How severe does this issue affect your experience of using Ray?

  • High: It blocks me to complete my task.

I use

  • Python 3.9
  • Ray 1.13
  • Windows 10

I have a custom model class that inherits from TorchModelV2. This is not the full code. I have abstracted away the irrelevant parts and only highlighted the relevant ones.

from ray.rllib.utils.torch_utils import FLOAT_MIN

class CustomNetwork(TorchModelV2, nn.Module):
    def __init__(self,
                 obs_space: gym.spaces.Space,
                 action_space: gym.spaces.Space,
                 num_outputs: int,
                 model_config: ModelConfigDict,
                 name: str):
        TorchModelV2.__init__(self, obs_space, action_space, num_outputs, model_config, name)  # TorchModelV2 is just a container and doesn't really do anything. Therefore, we need nn.Module to have a real neural network.
        # some code ...
        self.model = nn.Sequential(..)

    def forward(self,
                input_dict: Dict[str, TensorType],
                state: List[TensorType],
                seq_lens: TensorType) -> (TensorType, List[TensorType]):
        obs = input_dict["obs"]
        model_input = obs['model_input']
        action_mask = obs['action_mask']
        q_values = self.model(model_input)
        q_values.masked_fill_(action_mask == 0, FLOAT_MIN)
        return q_values

Then when using the DQNTrainer in tune there is a wrapper class DQNTorchModel that goes around it.

from ray.rllib.agents.dqn.dqn import DEFAULT_CONFIG as DQN_DEFAULT_CONFIG, DQNTrainer
from ray.rllib.models import ModelCatalog
config = DQN_DEFAULT_CONFIG.copy()
# A lot of other parameters ... 
# Then the relevant parameters
network_name = 'CustomNetwork'
ModelCatalog.register_custom_model(network_name, CustomNetwork)
config['model'] = {"custom_model": network_name}
config['hiddens'] = [32], ...)

This wrapper class gives an error because it makes an extra layer after the model_output and does a forward pass with this.

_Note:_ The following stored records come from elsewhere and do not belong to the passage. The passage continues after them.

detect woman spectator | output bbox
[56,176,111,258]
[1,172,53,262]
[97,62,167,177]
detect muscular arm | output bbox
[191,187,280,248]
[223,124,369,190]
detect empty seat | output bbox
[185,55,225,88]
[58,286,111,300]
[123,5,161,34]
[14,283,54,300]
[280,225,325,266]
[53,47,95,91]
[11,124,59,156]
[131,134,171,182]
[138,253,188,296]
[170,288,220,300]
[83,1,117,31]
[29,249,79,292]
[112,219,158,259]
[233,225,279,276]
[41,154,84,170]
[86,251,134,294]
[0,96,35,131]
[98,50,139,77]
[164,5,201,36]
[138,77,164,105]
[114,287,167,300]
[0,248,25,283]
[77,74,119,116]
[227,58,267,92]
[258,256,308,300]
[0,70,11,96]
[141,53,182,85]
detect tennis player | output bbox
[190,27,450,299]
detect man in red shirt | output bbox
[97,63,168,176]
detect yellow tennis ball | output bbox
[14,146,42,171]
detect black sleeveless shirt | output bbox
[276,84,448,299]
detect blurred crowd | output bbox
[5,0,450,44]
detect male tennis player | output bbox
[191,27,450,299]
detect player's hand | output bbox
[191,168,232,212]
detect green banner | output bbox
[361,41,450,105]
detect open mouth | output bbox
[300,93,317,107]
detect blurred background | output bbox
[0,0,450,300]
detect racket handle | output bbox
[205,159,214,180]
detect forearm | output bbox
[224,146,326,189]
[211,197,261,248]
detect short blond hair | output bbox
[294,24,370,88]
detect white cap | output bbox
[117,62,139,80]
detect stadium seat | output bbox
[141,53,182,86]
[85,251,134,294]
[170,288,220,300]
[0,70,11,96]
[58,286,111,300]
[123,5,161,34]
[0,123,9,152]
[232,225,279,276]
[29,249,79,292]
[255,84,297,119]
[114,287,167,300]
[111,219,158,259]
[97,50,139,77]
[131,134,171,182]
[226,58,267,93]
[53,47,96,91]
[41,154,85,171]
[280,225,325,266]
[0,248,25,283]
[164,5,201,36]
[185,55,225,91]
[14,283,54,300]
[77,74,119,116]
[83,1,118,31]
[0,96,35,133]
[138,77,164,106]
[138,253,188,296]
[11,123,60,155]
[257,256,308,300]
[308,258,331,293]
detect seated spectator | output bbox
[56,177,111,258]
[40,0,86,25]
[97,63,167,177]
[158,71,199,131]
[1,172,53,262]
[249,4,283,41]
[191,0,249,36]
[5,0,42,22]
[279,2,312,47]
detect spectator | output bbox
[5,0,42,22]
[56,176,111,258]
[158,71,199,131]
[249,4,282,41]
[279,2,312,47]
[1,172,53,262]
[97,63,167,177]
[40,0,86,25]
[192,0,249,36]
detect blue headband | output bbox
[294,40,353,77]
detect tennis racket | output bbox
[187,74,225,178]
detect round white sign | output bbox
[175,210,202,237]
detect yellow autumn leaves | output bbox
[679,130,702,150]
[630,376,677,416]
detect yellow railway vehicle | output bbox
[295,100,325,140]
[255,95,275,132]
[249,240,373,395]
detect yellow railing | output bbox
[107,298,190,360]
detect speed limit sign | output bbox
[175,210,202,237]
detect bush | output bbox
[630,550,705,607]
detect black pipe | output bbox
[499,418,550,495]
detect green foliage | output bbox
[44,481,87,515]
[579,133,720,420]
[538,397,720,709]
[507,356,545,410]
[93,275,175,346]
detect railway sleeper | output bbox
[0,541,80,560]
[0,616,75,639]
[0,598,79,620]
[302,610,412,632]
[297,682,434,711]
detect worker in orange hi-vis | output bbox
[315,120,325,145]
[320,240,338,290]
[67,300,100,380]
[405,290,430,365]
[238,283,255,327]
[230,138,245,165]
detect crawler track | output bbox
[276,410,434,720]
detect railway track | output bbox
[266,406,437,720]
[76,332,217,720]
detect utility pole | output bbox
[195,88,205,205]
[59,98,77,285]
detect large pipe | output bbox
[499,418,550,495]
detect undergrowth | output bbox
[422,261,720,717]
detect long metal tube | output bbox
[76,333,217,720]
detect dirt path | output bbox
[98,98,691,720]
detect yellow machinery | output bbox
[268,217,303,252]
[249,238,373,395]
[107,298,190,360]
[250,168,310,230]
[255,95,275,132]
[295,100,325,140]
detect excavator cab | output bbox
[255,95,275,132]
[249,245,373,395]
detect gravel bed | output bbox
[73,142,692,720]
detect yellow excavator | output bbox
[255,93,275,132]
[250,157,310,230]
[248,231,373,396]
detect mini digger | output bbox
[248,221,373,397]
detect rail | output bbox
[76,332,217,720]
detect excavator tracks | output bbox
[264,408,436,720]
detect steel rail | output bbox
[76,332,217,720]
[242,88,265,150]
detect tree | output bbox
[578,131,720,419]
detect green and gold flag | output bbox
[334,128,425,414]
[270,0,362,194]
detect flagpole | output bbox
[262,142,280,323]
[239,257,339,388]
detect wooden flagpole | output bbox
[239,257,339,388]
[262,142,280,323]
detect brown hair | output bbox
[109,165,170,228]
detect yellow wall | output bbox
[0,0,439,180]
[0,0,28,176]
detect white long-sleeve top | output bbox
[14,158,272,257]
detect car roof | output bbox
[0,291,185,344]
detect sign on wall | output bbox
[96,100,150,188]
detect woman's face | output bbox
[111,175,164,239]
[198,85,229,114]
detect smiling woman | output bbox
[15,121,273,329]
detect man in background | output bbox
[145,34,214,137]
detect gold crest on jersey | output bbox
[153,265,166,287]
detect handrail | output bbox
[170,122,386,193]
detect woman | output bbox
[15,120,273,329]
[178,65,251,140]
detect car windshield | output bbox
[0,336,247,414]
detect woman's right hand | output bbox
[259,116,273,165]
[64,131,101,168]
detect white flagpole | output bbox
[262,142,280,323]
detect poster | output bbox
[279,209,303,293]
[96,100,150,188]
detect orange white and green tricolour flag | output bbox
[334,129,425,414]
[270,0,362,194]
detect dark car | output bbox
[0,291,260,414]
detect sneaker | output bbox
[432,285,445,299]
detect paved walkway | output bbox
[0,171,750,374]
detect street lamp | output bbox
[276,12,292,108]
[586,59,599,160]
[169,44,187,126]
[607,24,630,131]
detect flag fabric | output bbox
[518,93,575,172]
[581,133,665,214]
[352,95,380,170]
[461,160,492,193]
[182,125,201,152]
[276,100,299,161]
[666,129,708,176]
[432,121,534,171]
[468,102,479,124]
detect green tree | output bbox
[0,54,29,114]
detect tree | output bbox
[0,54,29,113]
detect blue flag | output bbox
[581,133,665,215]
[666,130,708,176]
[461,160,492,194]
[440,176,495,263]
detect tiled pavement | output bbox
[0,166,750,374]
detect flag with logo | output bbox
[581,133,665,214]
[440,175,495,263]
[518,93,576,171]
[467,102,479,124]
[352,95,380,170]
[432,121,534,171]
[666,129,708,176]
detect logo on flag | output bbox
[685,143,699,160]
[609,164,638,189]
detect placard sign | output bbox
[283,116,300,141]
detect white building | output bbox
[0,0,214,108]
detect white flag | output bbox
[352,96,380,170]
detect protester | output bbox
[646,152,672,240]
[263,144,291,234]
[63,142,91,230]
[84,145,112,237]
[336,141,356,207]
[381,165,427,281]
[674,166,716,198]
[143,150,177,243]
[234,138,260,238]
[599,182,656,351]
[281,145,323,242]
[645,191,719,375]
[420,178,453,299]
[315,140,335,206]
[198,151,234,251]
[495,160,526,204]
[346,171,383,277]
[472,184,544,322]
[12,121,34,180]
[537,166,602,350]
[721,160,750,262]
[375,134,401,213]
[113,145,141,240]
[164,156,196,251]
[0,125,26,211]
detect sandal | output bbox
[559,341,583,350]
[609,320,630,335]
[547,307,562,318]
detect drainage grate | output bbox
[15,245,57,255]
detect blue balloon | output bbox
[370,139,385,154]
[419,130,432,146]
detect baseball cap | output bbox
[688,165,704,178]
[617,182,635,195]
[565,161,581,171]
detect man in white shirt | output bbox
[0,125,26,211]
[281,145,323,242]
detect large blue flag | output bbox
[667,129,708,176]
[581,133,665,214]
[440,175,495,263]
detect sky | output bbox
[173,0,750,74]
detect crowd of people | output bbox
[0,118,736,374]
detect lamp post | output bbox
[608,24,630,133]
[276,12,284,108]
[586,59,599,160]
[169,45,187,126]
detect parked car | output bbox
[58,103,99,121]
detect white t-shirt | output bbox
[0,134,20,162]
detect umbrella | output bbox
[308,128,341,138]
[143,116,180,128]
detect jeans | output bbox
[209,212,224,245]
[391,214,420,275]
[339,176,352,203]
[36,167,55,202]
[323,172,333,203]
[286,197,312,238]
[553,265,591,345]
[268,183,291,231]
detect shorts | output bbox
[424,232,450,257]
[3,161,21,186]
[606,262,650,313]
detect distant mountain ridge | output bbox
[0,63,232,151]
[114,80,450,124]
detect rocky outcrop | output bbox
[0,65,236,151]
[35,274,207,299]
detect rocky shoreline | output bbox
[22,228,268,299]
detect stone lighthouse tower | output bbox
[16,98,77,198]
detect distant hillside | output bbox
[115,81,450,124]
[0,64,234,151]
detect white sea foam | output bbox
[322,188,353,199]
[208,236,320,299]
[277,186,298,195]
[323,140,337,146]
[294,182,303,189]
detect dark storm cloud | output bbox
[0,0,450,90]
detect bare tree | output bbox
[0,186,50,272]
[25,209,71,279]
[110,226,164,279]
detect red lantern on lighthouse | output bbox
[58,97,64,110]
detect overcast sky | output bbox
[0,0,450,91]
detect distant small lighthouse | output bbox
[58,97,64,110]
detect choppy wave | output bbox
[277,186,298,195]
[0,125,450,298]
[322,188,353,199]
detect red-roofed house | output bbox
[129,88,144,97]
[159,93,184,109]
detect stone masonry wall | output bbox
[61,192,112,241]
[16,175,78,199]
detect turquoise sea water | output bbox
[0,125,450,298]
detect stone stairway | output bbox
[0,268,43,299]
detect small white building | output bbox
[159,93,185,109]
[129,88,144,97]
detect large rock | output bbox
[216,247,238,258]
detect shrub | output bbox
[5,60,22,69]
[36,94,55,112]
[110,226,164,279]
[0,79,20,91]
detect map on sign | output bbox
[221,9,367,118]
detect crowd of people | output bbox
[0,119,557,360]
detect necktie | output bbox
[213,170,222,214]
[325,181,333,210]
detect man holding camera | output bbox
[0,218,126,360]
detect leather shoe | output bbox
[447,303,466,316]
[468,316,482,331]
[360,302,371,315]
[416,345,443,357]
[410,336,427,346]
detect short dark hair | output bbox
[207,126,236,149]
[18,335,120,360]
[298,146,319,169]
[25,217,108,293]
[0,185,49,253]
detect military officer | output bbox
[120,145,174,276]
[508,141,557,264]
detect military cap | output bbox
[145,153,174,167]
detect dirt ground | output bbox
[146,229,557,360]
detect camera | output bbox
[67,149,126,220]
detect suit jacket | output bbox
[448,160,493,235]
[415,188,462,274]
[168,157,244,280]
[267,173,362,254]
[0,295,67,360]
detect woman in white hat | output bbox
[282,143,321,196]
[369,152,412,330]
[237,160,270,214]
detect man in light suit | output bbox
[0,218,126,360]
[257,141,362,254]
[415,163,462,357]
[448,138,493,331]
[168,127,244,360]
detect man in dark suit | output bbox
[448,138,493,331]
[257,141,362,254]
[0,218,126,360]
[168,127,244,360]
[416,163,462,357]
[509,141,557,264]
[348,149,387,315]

And then some values are already set to FLOAT_MIN so this makes sense to me.

# This code is Ray source code and can be found in
class DQNTorchModel(TorchModelV2, nn.Module):

    def __init__(...): 
    def get_q_value_distributions(self, model_out):
        action_scores = self.advantage_module(model_out)
        return action_scores, logits, logits

How I was planning to fix this: If I just overwrite the DQNTorchModel and the get_q_value_distributions function then I can apply the action mask after the action_scores and remove it from my def forward function.
Problem: I don’t have access to the action mask in the get_q_ value_distributions function.

Question: Given this case, how would I apply an action mask after the action_scores?